Fast Face Classification (F²C)
This is the code of our paper An Efficient Training Approach for Very Large Scale Face Recognition or F²C for simplicity.
Training on ultra-large-scale datasets is time-consuming and takes up a lot of hardware resource. Therefore we design a dul-data loaders and dynamic class pool to deal with large-scale face classification.
As FFC contains LRU module, so you may use lru_python_impl.py or instead compile the code under lru_c directory.
If you choose lru_python_impl.py, you should rename lru_python_impl.py to lru_utils.py. As lru is not the bottleneck of the training procedure, so feel free to use python implementation, though the C++ implementation is 5~10 times faster than python version.
Compile LRU (optional)
Command to build LRU
cd lru_c mkdir build cd build cmake .. make cd ../../ && ln -s lru_c/build/lru_utils.so .

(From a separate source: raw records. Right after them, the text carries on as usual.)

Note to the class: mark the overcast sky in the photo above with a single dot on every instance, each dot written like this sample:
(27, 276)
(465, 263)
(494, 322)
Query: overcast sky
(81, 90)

You can compare this two implementation using lru_c/python/compare_time.py
In main.py, you should provide the path to your training db at line 152-153.
args.source_lmdb = ['/path to msceleb.lmdb'] args.source_file = ['/path to kv file']
We choose lmdb as the format of our training db. Each element in
source_file is the path to a text file, each line of which represents
lmdb_key label pairs. You may refer to LFS for more details.
Now you can modify train_ffc.sh. Before running the training, you should set the port number and queue_size.
queue_size is a trade-off term that controls the performance and the speed. Larger
queue_size means higher performance at the cost of time and GPU resource. It can be any positive integer. The common setting is 1%, 0.1%, 0.001 % of the total identities.
We provide the whole test script under evaluation_code directory. Each script requires the directory to the images and test pair files.
evaluation_code/test_megaface.py is much faster than official version. It's also applicable to extremely large-scale testing.